In this photo, Mr. Tayor is interviewed for WGIV radio
by Donna Jenkins Dawson
Mecklenburg County Democratic Convention, April, 2008
(photo by Jude Nagurney Camwell)
Harry Taylor Has Sparked
A New Political Awakening
Mary Newsom said, in her McClatchy column this week, that "something profound is happening" - both in North Carolina politics and all around the nation. She credits a tiny flutter of a butterfly's wings for starting what has become a tidal wave. I think she's right.
This campaign is different. It isn't just a campaign with opposing sides, like 2004 and 2000 and 1996. Something profound is happening. It's as if a slow-building fire got lit sometime in the past few years and finally is blazing.
But the kindling was glowing as early as April 6, 2006. That day in Charlotte, a gray-haired real estate broker named Harry Taylor, attending a speech by President Bush to an applauding audience, stood and said into a microphone: "In my lifetime I have never felt more ashamed of, nor more frightened, by my leadership in Washington, including the presidency.
And I would hope from time to time that you have the humility and the grace to be ashamed of yourself. I also want to say I really appreciate the courtesy of allowing me to speak." Many in the audience booed. Letters to the editor in the Charlotte Observer flayed Taylor as "embarrassing," "boorish," and "wimpy." But that day in 2006, some subtle shift was already occurring in the political atmosphere, and Taylor's remarks were the fluttering of a butterfly's wings. His words rippled around the globe. He was interviewed on national TV and deluged with calls and e-mails. Seven months later, the Democrats captured Congress.
Now Harry Taylor is running for Congress.
For a while, America seemed to have lost its collective soul and mind. Harry Taylor warmed my broken heart on one of my own chilly April Upstate New York mornings in 2006 when he stood up to an American emperor who had been clearly naked for a long time with too few having an opportunity or the guts to say it.
On that day over two years ago, I sensed that nothing in American politics would be the same again.
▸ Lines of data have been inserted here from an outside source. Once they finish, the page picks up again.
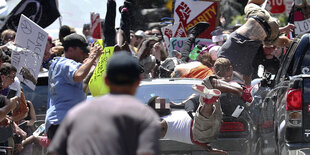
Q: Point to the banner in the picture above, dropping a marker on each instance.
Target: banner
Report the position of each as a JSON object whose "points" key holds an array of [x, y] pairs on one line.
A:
{"points": [[95, 25], [188, 13], [32, 38], [178, 43], [96, 84], [42, 12]]}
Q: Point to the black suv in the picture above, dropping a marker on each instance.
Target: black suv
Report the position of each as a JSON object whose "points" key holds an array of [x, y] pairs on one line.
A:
{"points": [[284, 123]]}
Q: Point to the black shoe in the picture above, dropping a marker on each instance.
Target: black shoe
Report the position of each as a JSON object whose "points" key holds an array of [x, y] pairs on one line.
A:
{"points": [[198, 28]]}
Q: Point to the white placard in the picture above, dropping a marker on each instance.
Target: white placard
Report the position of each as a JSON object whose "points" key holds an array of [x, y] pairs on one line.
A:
{"points": [[33, 38]]}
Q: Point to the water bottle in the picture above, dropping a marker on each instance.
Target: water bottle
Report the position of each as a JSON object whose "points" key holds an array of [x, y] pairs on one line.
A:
{"points": [[39, 130]]}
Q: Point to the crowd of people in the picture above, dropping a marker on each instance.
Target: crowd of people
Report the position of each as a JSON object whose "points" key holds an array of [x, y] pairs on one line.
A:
{"points": [[117, 123]]}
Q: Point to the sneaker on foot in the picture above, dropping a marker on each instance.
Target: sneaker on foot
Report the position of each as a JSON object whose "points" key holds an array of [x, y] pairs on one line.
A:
{"points": [[198, 28], [205, 92]]}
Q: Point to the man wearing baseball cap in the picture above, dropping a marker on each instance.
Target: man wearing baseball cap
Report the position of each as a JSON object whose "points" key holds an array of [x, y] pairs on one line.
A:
{"points": [[116, 123], [66, 76]]}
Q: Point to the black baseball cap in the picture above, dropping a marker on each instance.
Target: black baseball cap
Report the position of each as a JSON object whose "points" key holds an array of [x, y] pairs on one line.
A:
{"points": [[76, 40], [123, 68]]}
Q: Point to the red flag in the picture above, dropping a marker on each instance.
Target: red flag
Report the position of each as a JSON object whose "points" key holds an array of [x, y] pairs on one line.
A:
{"points": [[96, 25]]}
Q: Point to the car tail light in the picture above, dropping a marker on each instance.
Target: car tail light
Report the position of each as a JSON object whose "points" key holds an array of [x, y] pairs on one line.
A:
{"points": [[232, 127], [294, 107], [294, 100]]}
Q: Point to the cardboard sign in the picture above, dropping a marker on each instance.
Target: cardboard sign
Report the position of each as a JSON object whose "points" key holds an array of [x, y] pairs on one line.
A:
{"points": [[96, 84], [189, 13], [95, 25], [32, 38], [178, 43], [170, 32]]}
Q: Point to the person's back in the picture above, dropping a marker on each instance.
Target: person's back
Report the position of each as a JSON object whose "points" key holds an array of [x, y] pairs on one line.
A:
{"points": [[116, 123], [107, 125]]}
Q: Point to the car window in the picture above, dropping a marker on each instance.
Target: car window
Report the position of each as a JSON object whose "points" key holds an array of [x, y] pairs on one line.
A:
{"points": [[305, 65], [173, 92]]}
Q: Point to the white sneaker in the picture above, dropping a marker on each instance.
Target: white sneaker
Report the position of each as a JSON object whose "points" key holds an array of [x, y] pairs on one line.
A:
{"points": [[205, 92]]}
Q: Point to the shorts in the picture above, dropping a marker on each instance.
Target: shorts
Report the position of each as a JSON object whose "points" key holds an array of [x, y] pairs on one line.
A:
{"points": [[241, 52], [206, 130]]}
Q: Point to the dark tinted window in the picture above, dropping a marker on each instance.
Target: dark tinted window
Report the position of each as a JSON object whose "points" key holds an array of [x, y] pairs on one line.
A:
{"points": [[173, 92]]}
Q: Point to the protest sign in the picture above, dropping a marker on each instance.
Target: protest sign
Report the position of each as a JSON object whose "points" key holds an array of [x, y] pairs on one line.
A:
{"points": [[95, 26], [96, 84], [170, 32], [32, 38], [188, 13], [177, 43]]}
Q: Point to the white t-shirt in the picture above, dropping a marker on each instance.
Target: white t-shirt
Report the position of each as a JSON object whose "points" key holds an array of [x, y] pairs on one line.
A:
{"points": [[179, 126]]}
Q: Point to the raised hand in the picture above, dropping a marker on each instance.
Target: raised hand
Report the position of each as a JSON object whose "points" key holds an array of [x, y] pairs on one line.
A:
{"points": [[168, 33]]}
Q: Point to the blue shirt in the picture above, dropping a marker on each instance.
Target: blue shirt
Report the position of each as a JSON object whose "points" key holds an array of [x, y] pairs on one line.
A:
{"points": [[63, 91]]}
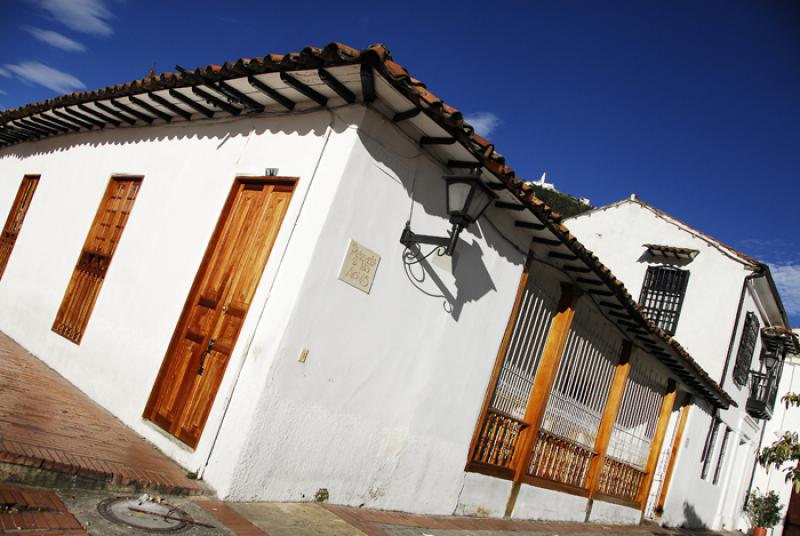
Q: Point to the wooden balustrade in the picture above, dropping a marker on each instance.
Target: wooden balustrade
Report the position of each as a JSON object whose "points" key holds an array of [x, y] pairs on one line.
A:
{"points": [[498, 438], [560, 460], [618, 479]]}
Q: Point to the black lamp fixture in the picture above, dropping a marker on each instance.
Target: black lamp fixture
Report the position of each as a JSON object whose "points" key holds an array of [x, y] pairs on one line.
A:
{"points": [[770, 359], [467, 198]]}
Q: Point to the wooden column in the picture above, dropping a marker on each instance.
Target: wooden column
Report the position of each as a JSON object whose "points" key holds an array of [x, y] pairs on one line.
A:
{"points": [[610, 412], [543, 384], [501, 355], [673, 455], [667, 406]]}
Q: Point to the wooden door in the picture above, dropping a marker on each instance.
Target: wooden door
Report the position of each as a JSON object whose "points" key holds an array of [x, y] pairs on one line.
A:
{"points": [[217, 305], [15, 218]]}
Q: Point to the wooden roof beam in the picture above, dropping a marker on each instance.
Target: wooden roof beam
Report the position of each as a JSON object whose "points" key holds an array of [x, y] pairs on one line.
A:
{"points": [[563, 256], [460, 164], [236, 95], [546, 241], [111, 111], [576, 269], [68, 126], [135, 113], [38, 120], [271, 93], [75, 117], [170, 106], [409, 114], [150, 108], [192, 104], [368, 83], [214, 101], [530, 225], [505, 205], [46, 130], [337, 87], [94, 113], [306, 90], [432, 140]]}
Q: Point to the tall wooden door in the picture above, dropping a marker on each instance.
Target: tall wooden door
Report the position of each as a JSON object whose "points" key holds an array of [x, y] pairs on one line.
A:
{"points": [[213, 315]]}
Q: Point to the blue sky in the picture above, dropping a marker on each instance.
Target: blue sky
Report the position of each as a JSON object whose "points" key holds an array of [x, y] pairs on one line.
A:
{"points": [[695, 106]]}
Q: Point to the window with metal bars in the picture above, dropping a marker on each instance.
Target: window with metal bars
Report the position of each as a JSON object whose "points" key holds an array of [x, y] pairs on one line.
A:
{"points": [[95, 258], [16, 216], [662, 295], [721, 458], [747, 345], [708, 450]]}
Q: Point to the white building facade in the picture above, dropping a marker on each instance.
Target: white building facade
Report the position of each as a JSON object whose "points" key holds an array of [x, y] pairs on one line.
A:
{"points": [[723, 307], [241, 297]]}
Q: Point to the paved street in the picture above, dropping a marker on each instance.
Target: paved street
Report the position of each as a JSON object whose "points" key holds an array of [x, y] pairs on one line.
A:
{"points": [[45, 422], [61, 455]]}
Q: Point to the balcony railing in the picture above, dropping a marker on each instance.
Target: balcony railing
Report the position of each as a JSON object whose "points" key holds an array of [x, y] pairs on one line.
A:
{"points": [[763, 392]]}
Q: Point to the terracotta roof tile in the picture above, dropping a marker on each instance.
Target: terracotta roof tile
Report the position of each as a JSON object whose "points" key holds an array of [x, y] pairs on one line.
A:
{"points": [[449, 118]]}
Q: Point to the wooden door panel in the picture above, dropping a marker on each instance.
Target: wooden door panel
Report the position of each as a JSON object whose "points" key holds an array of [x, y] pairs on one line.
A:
{"points": [[167, 408], [216, 308]]}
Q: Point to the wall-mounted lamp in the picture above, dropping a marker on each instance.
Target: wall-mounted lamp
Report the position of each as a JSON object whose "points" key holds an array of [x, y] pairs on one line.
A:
{"points": [[467, 198], [770, 359]]}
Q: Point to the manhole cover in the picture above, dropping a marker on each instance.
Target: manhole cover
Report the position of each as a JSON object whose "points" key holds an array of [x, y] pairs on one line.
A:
{"points": [[144, 514]]}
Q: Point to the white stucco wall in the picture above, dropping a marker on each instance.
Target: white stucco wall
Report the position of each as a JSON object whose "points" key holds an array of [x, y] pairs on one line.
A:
{"points": [[707, 318], [383, 410], [617, 235], [188, 171]]}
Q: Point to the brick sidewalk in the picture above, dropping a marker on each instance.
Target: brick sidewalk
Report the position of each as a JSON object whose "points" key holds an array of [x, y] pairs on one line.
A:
{"points": [[47, 423], [35, 511]]}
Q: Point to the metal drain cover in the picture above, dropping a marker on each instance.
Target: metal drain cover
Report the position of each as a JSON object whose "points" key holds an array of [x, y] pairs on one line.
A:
{"points": [[144, 514]]}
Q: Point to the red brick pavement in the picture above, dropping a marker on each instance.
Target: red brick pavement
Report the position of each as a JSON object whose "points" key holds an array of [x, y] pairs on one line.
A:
{"points": [[371, 523], [47, 423], [28, 509]]}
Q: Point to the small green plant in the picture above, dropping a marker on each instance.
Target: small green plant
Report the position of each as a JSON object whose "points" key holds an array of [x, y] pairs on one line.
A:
{"points": [[784, 454], [763, 509]]}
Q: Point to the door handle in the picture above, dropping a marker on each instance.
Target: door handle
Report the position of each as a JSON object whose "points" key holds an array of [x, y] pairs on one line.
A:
{"points": [[204, 355]]}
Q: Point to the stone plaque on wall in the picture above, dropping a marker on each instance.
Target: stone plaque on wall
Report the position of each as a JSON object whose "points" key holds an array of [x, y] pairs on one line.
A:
{"points": [[359, 266]]}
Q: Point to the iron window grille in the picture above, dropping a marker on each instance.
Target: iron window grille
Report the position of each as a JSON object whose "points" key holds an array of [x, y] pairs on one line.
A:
{"points": [[662, 295], [708, 451], [747, 346]]}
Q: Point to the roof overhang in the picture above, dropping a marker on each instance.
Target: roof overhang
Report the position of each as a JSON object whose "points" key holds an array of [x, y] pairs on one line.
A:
{"points": [[671, 252], [339, 75]]}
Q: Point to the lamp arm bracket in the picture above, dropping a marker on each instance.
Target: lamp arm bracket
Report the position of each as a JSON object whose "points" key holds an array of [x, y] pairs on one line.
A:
{"points": [[409, 238]]}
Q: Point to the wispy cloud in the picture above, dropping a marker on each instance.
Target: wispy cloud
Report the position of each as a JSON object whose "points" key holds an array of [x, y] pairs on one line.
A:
{"points": [[484, 122], [87, 16], [38, 73], [55, 39], [787, 279]]}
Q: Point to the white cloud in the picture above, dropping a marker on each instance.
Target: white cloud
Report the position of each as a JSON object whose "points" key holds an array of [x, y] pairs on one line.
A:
{"points": [[48, 77], [787, 279], [484, 122], [55, 39], [87, 16]]}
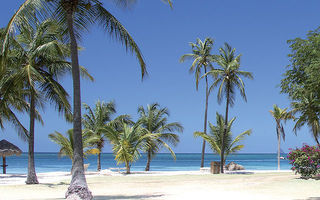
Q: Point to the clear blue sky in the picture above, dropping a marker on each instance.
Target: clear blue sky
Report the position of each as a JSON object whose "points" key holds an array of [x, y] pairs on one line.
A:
{"points": [[257, 29]]}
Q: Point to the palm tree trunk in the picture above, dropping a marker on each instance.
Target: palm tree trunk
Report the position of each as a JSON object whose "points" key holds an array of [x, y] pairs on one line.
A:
{"points": [[32, 176], [205, 120], [99, 158], [279, 139], [148, 160], [128, 167], [78, 187], [4, 165], [316, 139], [224, 133]]}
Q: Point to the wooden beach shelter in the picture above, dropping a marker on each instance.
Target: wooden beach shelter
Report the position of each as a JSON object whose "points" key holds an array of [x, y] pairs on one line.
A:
{"points": [[7, 149]]}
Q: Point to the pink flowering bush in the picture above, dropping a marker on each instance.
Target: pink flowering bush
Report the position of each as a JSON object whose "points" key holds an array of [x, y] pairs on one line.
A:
{"points": [[305, 161]]}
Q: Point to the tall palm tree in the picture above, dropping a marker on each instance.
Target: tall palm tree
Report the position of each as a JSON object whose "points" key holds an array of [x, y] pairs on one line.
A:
{"points": [[67, 144], [280, 115], [154, 120], [128, 142], [40, 57], [308, 108], [215, 137], [202, 59], [228, 79], [77, 16], [95, 121], [12, 98]]}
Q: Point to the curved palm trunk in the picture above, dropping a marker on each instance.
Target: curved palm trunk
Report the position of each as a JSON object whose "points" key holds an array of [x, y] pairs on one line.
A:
{"points": [[148, 160], [279, 141], [32, 176], [224, 133], [78, 188], [205, 121], [99, 158]]}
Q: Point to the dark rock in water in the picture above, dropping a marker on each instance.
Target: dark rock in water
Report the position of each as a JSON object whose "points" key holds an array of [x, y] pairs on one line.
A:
{"points": [[232, 166]]}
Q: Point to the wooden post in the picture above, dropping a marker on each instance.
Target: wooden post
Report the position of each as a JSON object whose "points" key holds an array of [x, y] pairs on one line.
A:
{"points": [[4, 164]]}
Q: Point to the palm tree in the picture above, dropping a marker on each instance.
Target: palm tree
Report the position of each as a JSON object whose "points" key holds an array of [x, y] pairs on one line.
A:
{"points": [[67, 145], [308, 107], [77, 16], [12, 98], [202, 58], [229, 78], [95, 121], [128, 142], [216, 134], [154, 120], [40, 61], [280, 115]]}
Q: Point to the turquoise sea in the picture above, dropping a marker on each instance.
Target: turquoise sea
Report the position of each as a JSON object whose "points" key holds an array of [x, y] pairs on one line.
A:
{"points": [[49, 162]]}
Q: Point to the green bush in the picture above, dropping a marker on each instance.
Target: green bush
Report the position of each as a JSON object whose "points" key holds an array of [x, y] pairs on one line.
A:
{"points": [[305, 161]]}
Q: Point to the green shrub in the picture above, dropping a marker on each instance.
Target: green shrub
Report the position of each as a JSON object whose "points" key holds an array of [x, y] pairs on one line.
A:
{"points": [[305, 161]]}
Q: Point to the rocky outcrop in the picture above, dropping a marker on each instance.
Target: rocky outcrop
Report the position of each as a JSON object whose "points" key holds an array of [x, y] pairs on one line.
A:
{"points": [[232, 166]]}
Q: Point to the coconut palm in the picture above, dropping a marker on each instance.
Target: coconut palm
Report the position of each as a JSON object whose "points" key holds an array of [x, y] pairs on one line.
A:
{"points": [[67, 145], [202, 59], [77, 16], [308, 108], [40, 60], [214, 139], [128, 142], [228, 79], [154, 120], [12, 97], [95, 121], [280, 115]]}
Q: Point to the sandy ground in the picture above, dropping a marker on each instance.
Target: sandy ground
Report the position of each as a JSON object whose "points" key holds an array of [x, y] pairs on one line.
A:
{"points": [[263, 185]]}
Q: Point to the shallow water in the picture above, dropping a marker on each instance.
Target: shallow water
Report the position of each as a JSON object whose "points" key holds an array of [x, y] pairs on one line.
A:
{"points": [[48, 162]]}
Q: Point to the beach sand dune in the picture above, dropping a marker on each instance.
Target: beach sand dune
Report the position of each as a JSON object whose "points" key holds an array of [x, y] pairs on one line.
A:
{"points": [[171, 185]]}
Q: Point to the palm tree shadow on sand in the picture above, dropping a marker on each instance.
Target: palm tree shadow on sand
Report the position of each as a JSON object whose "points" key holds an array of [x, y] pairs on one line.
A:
{"points": [[122, 197]]}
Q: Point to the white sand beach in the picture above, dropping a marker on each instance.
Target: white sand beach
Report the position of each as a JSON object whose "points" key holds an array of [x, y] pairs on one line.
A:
{"points": [[284, 185]]}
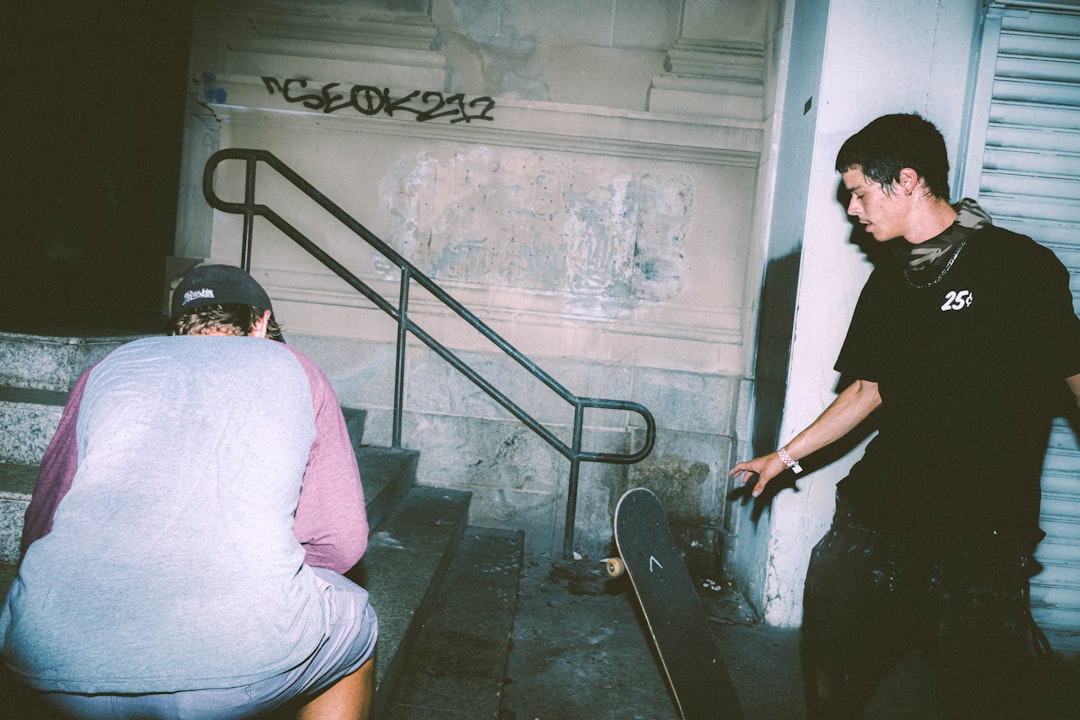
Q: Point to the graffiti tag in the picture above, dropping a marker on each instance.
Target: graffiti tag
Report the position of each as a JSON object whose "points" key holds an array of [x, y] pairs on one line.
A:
{"points": [[370, 100]]}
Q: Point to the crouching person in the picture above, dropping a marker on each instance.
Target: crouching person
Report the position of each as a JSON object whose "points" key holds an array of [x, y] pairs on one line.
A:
{"points": [[185, 547]]}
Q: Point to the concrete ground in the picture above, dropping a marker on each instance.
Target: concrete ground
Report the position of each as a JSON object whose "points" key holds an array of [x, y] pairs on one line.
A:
{"points": [[580, 652]]}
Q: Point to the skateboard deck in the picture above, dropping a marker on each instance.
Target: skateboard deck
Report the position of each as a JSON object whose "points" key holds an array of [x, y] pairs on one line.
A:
{"points": [[691, 662]]}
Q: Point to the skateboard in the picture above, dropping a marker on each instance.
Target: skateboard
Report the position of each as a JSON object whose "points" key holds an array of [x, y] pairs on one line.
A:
{"points": [[691, 662]]}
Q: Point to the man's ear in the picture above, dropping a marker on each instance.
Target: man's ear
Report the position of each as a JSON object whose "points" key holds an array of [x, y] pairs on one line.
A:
{"points": [[908, 180], [259, 328]]}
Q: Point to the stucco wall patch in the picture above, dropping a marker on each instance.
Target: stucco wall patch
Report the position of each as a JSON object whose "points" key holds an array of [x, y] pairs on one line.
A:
{"points": [[534, 220]]}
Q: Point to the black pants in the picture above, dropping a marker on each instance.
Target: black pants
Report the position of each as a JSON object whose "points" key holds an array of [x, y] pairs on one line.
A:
{"points": [[872, 599]]}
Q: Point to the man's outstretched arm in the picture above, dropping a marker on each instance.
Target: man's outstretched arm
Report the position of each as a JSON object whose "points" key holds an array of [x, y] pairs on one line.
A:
{"points": [[850, 408]]}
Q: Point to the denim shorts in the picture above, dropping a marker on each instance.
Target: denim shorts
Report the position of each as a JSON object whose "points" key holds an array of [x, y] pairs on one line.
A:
{"points": [[350, 642]]}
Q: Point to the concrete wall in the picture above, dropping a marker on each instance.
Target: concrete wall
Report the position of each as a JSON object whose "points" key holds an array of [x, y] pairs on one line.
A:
{"points": [[599, 208], [648, 211], [851, 60]]}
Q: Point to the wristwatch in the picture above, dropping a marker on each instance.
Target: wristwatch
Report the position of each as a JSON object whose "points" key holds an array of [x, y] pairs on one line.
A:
{"points": [[787, 460]]}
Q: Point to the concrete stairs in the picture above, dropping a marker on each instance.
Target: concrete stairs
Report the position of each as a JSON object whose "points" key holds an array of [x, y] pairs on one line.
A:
{"points": [[431, 578]]}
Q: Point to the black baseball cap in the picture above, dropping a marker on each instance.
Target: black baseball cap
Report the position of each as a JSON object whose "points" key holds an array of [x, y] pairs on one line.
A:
{"points": [[215, 285]]}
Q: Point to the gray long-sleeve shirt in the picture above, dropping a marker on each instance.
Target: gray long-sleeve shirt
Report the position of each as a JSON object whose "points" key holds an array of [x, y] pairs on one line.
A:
{"points": [[191, 484]]}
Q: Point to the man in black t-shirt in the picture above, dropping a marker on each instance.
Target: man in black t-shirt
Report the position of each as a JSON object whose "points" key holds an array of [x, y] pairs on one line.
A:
{"points": [[962, 351]]}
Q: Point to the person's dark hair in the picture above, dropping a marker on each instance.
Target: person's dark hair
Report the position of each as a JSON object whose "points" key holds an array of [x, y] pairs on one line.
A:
{"points": [[230, 318], [892, 143]]}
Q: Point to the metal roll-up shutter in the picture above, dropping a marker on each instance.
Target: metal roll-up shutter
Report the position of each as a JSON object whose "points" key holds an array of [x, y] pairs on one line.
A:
{"points": [[1023, 165]]}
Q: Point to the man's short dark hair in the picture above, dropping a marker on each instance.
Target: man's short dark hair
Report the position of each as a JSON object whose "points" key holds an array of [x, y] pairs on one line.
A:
{"points": [[230, 318], [895, 141]]}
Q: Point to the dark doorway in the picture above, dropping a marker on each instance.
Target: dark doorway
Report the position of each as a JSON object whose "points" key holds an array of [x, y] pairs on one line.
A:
{"points": [[93, 122]]}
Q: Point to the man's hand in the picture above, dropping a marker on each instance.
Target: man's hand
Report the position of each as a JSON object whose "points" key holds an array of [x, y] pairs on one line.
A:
{"points": [[765, 469]]}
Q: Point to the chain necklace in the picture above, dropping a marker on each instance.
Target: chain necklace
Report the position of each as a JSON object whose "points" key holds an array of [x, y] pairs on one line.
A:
{"points": [[948, 266]]}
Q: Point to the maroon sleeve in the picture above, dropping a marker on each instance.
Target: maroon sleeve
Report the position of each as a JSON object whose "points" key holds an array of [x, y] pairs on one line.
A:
{"points": [[331, 518], [56, 471]]}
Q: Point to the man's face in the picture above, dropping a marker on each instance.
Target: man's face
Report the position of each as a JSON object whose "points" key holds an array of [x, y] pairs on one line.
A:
{"points": [[883, 215]]}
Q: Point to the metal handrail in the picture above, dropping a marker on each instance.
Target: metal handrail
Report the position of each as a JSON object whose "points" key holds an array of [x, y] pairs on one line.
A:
{"points": [[409, 273]]}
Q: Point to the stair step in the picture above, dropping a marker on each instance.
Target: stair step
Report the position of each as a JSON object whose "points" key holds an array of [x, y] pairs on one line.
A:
{"points": [[16, 484], [405, 562], [388, 475], [51, 362], [29, 419], [458, 665]]}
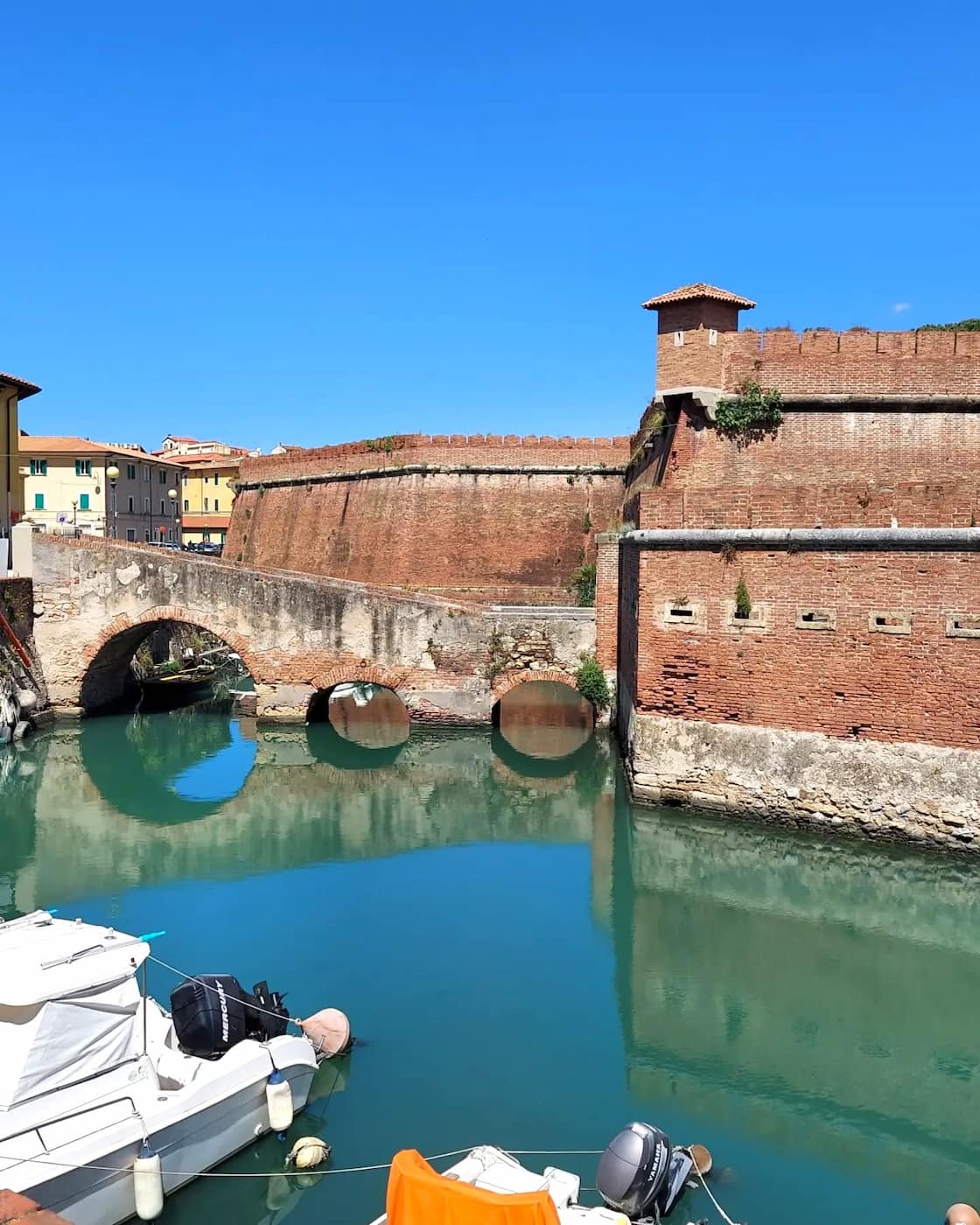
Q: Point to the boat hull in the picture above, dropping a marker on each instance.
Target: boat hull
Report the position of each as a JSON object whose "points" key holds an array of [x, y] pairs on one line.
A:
{"points": [[187, 1144]]}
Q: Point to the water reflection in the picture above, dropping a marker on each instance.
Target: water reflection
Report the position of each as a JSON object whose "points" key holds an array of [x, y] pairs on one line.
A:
{"points": [[818, 998]]}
My own cartoon, created on the 2nd anniversary of what has come to be thought of as the tipping point in the new American political awakening, shows the truth of the matter.
Click HERE for larger view
The people who surrounded George W. Bush never wanted to let someone like Harry Taylor in to one of their exclusive town-hall meetings. Harry didn't look like what they thought of as a typical protestor. He looked a bit like Abe Lincoln - tall, thin, a face lined to show many years of life and experience; a calm voice speaking from common sense.
One quietly intelligent, honest, and bold fellow certainly surprised the powerful [and the wrong] in Charlotte on that fateful day. It's only now that Americans are seeing the fullness of just how wrong a road down which the country has been led. A recent public poll of Americans showed that only 7% believed the nation was on the right path.
I hope, come November 4th, they'll continue to ask "who let that man in here?" I hope, this time, the "here" will be the halls and the chamber of U.S. Congress. Our country needs thousands more Harry Taylors in Washington DC.
Can the citizens of North Carolina's District 9 start by electing the original?